Win or lose, a billionaire with an ax to grind and a fleet of expensive lawyers can cause enormous damage to a media outlet, particularly one with limited means (which, these days, is most media outlets). Some lawsuits by deep-pocketed plaintiffs, like the one filed against Mother Jones by Idaho billionaire Frank VanderSloot (a case I helped defend), are ultimately dismissed by the courts. Others, such as Hulk Hogan’s lawsuit against Gawker Media—funded by Silicon Valley billionaire and Trump adviser Peter Thiel—succeed and put the media outlet out of business. Another recent suit, filed by Las Vegas casino magnate Sheldon Adelson against a Wall Street Journal reporter, ultimately settled.
Regardless of the outcome of such cases, the message to the media is clear: Don’t offend people who have vast resources. Even a frivolous lawsuit can stifle free speech by hitting publishers where it hurts (the wallet) and subjecting them to legal harassment. This is especially so in the 22 states that lack anti-SLAPP statutes—laws that facilitate the rapid dismissal of libel claims without merit.
The VanderSloot lawsuit is instructive. Although a court in Idaho ultimately threw out all the billionaire’s claims against Mother Jones, the process took almost two years.

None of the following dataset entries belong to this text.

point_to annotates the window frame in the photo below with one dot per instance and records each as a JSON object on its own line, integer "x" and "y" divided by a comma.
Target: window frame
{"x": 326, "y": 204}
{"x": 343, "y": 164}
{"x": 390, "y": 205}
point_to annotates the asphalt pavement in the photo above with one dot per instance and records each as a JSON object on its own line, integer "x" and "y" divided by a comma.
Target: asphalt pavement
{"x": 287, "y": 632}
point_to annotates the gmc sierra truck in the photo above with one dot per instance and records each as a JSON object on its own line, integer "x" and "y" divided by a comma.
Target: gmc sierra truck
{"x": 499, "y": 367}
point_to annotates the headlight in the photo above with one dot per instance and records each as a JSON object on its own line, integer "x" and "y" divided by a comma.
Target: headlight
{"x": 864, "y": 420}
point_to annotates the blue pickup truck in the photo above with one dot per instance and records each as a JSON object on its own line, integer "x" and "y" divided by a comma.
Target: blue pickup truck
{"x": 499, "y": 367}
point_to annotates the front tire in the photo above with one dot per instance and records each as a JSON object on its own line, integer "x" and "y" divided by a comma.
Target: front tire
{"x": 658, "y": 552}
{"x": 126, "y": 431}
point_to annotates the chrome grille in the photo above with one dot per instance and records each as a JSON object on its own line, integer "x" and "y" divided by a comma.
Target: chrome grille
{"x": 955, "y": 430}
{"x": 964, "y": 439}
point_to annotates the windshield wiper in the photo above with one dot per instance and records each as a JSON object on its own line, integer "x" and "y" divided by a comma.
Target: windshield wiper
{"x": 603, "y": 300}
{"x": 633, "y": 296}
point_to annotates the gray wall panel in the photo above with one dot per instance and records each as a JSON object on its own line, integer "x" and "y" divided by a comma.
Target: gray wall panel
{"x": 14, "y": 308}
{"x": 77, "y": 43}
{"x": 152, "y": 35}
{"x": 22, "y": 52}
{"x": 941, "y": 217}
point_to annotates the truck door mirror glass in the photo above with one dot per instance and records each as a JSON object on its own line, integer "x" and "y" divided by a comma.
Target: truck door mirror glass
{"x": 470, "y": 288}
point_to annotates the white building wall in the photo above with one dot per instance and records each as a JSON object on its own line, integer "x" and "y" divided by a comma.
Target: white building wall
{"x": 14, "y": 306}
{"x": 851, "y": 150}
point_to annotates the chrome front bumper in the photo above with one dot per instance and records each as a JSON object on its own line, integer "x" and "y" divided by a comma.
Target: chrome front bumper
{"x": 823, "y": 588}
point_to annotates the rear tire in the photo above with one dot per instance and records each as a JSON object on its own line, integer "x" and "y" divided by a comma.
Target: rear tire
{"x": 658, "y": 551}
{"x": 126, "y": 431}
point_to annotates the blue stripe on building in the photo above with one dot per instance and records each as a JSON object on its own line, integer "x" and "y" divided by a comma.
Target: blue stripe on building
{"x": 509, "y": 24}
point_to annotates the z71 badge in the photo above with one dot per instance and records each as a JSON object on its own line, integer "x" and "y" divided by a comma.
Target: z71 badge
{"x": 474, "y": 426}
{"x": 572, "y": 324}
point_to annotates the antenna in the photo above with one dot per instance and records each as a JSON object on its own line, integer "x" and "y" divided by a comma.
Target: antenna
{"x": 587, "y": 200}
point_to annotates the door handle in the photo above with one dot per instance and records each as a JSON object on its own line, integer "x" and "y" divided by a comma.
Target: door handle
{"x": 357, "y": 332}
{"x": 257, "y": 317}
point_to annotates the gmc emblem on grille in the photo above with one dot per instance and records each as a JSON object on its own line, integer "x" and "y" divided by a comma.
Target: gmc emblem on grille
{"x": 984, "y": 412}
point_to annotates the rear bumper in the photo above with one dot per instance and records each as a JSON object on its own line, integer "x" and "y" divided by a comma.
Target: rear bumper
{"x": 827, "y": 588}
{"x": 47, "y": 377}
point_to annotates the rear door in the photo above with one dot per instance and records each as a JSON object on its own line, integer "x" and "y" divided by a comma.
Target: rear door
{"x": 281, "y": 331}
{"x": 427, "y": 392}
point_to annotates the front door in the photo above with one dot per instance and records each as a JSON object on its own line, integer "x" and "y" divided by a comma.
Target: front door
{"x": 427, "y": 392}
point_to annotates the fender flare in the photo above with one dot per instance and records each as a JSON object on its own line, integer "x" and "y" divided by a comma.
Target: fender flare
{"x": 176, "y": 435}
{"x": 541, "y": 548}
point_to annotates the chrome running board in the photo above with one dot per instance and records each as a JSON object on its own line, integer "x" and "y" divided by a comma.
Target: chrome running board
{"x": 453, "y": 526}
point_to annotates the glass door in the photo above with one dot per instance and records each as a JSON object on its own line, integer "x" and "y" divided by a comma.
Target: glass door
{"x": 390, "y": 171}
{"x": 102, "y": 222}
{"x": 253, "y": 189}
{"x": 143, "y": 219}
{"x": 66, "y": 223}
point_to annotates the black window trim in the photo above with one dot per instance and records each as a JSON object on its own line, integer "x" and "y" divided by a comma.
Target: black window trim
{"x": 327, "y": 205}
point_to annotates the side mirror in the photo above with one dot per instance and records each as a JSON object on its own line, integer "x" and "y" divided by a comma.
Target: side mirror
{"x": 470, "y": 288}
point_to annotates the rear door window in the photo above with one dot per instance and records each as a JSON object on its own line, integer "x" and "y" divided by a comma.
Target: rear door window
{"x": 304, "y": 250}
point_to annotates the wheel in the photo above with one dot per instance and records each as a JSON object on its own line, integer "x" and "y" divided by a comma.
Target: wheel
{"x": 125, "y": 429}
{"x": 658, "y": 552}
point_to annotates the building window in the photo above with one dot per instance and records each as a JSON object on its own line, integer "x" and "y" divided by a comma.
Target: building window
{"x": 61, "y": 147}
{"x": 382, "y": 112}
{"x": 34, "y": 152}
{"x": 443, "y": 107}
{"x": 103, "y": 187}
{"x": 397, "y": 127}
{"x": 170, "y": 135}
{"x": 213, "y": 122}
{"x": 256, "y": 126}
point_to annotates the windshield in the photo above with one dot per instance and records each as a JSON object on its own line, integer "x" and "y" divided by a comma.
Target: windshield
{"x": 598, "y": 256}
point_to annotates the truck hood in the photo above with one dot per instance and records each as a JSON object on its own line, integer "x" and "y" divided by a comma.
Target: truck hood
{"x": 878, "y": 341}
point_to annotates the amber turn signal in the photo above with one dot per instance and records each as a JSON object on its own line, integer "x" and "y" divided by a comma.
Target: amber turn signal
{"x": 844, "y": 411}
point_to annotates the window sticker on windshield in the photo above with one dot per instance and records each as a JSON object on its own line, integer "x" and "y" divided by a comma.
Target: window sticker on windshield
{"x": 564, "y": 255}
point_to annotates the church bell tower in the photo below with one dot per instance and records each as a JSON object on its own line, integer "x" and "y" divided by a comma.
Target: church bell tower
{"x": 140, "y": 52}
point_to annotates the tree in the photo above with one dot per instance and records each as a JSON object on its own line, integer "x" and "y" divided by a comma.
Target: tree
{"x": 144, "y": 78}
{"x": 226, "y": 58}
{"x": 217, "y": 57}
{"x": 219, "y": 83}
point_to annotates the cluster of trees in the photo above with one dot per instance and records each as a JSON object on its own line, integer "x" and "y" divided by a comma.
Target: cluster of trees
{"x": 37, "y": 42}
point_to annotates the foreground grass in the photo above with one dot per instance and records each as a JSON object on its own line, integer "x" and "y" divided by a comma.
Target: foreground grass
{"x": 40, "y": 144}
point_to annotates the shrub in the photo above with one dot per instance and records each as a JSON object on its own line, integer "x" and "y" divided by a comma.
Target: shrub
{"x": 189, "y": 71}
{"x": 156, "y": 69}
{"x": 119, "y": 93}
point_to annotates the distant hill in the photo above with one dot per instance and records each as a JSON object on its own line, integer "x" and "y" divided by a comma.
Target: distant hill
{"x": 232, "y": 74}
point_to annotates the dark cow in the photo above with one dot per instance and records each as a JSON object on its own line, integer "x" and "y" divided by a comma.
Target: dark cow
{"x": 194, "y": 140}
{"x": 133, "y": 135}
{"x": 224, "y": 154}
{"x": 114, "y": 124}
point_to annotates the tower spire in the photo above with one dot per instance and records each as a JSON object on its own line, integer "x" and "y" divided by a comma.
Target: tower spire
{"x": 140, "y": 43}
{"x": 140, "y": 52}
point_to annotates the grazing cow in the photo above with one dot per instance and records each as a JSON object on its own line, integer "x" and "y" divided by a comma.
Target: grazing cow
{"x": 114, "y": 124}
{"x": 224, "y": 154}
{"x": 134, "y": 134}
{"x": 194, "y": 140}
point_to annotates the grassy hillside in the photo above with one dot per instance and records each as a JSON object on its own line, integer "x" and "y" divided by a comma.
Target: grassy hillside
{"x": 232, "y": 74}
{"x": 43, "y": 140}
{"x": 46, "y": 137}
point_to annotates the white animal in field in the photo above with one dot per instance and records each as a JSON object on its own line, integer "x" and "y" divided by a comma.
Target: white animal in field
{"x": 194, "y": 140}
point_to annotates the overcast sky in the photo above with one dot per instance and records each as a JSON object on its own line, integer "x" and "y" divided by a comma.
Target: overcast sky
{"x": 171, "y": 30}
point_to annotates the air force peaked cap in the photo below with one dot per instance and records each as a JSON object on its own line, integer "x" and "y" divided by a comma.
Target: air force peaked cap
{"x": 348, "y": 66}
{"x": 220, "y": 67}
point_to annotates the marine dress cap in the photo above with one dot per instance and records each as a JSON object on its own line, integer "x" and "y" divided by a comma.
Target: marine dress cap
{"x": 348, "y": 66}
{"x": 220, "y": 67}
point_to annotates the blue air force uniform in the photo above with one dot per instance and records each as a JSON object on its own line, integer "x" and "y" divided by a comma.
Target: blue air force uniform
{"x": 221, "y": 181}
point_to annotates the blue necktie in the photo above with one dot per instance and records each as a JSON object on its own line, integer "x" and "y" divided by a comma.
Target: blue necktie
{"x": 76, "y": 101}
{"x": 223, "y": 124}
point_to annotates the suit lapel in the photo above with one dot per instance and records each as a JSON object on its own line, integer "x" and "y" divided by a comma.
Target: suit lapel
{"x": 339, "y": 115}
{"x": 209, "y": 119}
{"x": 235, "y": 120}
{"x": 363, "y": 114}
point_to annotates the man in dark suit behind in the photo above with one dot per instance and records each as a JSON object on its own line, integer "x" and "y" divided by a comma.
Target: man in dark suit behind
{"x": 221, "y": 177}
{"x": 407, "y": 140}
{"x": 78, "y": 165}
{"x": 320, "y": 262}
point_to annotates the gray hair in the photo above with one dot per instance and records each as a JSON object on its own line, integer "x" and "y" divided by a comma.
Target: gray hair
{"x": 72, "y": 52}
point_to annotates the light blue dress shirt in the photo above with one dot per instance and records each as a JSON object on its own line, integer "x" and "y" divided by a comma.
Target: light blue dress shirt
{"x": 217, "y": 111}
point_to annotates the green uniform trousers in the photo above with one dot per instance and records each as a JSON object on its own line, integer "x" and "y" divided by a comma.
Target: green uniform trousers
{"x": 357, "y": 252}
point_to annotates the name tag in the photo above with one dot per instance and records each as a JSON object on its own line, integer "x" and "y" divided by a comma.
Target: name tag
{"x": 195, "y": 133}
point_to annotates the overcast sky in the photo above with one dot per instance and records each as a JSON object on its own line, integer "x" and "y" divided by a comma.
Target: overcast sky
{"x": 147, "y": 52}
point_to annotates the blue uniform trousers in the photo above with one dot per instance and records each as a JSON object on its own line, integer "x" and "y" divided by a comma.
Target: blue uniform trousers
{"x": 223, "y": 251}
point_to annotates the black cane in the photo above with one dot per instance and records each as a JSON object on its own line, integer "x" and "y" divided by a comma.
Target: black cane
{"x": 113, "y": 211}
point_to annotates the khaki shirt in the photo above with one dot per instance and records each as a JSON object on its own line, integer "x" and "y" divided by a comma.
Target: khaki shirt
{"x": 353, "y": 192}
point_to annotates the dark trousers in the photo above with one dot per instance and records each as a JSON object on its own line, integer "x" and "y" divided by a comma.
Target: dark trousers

During that time, VanderSloot and Mother Jones engaged in a grueling regimen of coast-to-coast depositions and extensive and costly discovery and legal motions. Along the way, VanderSloot sued a former small-town newspaper reporter and subjected him to 10 hours of depositions, which resulted in the reporter breaking down in tears while VanderSloot, who had flown to Portland for the occasion, looked on. VanderSloot also deposed the journalist’s ex-boyfriend and threatened to sue him until he agreed to recant statements he had made online.
Victory did not come cheap for Mother Jones: The final tab was about $ 2.5 million, only part of which was covered by insurance. And because Idaho lacks an anti-SLAPP statute, none of the magazine’s legal costs could be recovered from VanderSloot.
Despite his threats, Trump has not brought any libel lawsuits as president—but his wife has. First lady Melania Trump sued the Daily Mail in February over a story she said portrayed her falsely “as a prostitute.” The Daily Mail retracted the offending article with a statement explaining (a) that the paper did not “intend to state or suggest that Mrs. Trump ever worked as an ‘escort’ or in the sex business,” (b) that the article “stated that there was no support for the allegations,” and (c) that “the point of the article was that these allegations could impact the U.S. presidential election even if they are untrue.”
So which billionaire will be next to sue, and who will the target be? The question looms over America’s media organizations like a dark cloud. That is an unacceptable situation in a nation whose Constitution guarantees “robust, uninhibited and wide-open” discussion of public issues, as Supreme Court Justice William Brennan wrote in the landmark First Amendment case New York Times v. Sullivan.
Trump has yet to act on his most outrageous rhetorical attacks on the media and free speech, but it’s likely only a matter of time. When he does act, it will be important to remember that constitutional protections are quite broad, and that there’s only so much any White House can do to the press without the backing of Congress or the courts. Such cooperation is hardly out of the question, though. Stranger things have already happened in this strangest of political times.
The author’s views do not necessarily reflect those of the First Amendment Coalition‘s board of directors.